A RELAÇÃO COM A POLÍTICA

Com a falta de interesse em se informar em um nível básico sobre tópicos que afetam suas vidas, grande parte dos cidadãos brasileiros abdicam de ter controle sobre esses assuntos, e acabam por gerir os próprios prejuízos sem ter quem os represente de fato. A vice-presidente regional sudeste da Associação Brasileira de Psicologia Política (ABPP), Maria Aparecida Cunha Malagrino, pontua que o imaginário das crianças e adultos é construído historicamente a partir de figuras heróicas, cujos feitos épicos são repletos de narrativas poderosas com a finalidade de superar obstáculos cotidianos. Ela acredita que a construção de heróis políticos se relaciona com a tendência que as pessoas possuem de transferir as responsabilidades desde pequenas. “Eu penso que alguns indivíduos preferem ser tutelados o tempo todo. Primeiro é com os pais, depois com os professores e depois com os políticos.”

Isso tudo, atrelado a um sentimento de desconfiança das gerações anteriores em comparação com as de agora, a falta de memória ou a memória contábil errada, a indignação e o esgotamento, acaba justificando a situação brasileira atual. De modo semelhante, vale ressaltar a influência das narrativas midiáticas e das fake-news no comportamento dos brasileiros.

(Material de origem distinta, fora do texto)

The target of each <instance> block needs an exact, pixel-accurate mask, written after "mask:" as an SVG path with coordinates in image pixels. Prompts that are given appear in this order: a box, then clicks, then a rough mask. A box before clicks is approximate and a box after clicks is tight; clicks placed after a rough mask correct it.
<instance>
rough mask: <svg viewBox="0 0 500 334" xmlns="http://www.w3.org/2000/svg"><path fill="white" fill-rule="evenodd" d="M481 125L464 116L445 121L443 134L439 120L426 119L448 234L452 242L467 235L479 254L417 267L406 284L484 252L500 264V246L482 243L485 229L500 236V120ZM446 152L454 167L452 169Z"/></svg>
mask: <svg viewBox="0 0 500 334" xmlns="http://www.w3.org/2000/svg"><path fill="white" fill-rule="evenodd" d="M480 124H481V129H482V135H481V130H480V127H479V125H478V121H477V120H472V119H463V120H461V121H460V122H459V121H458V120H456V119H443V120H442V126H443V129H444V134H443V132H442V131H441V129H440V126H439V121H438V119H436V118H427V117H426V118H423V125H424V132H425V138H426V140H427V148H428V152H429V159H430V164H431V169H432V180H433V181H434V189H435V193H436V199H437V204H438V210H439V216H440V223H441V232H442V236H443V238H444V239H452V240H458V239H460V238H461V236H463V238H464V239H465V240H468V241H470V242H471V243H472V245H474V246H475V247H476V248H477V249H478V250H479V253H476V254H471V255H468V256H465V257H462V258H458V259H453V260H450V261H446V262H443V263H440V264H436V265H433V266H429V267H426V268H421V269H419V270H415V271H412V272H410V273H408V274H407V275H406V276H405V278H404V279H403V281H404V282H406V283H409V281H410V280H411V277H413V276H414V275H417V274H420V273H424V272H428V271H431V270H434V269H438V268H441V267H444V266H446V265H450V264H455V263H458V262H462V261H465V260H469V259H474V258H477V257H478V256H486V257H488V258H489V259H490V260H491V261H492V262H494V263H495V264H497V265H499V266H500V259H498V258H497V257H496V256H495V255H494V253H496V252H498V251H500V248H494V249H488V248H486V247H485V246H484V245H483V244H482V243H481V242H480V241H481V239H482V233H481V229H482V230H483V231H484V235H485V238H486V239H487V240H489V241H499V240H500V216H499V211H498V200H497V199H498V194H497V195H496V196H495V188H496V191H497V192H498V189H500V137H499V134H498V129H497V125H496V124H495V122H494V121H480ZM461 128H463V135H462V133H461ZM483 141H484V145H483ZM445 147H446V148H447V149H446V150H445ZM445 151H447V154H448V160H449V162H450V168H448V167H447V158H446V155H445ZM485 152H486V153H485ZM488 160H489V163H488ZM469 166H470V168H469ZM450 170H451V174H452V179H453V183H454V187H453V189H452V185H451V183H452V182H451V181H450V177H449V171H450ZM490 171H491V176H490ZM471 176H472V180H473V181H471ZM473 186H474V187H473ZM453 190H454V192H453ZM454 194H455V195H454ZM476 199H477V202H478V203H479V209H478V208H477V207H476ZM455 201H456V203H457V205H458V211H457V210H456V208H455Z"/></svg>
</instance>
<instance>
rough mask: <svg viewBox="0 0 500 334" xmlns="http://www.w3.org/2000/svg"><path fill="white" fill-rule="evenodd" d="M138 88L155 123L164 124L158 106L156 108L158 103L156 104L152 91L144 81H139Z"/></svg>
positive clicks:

Maria Aparecida acredita também que sentimentos exagerados que alguns eleitores criam por seus candidatos são tipos de comportamentos desenvolvidos a partir de crenças e valores particulares. Essas atitudes, segundo ela, podem causar problemas nas relações pessoais do indivíduo. “Rupturas estão acontecendo no cotidiano das famílias, nas relações de trabalho, nos atendimentos e serviços, visto que as pessoas podem deixar de frequentar determinados lugares por existir alguém ali com uma ideologia diferente das delas. Isso também afeta aspectos mais específicos, como a escolha de uma cor. Se a cor de alguma roupa ou objeto for vermelha, verde ou amarela, por exemplo, a pessoa pode sentir um impedimento, repulsa ou raiva por relacionar aquilo a algum partido político contrário ao seu.” A representante da ABPP comenta ainda que é importante que as pessoas que possuem heróis dentro da política tentam cultivar relações saudáveis com seus familiares e amigos. Para isso é preciso compreender que aquilo que nem sempre aquilo considerado por alguns como o ideal, o correto para a vida em sociedade, será necessariamente aplicável para toda a humanidade. Portanto, o momento pede prudência e lucidez.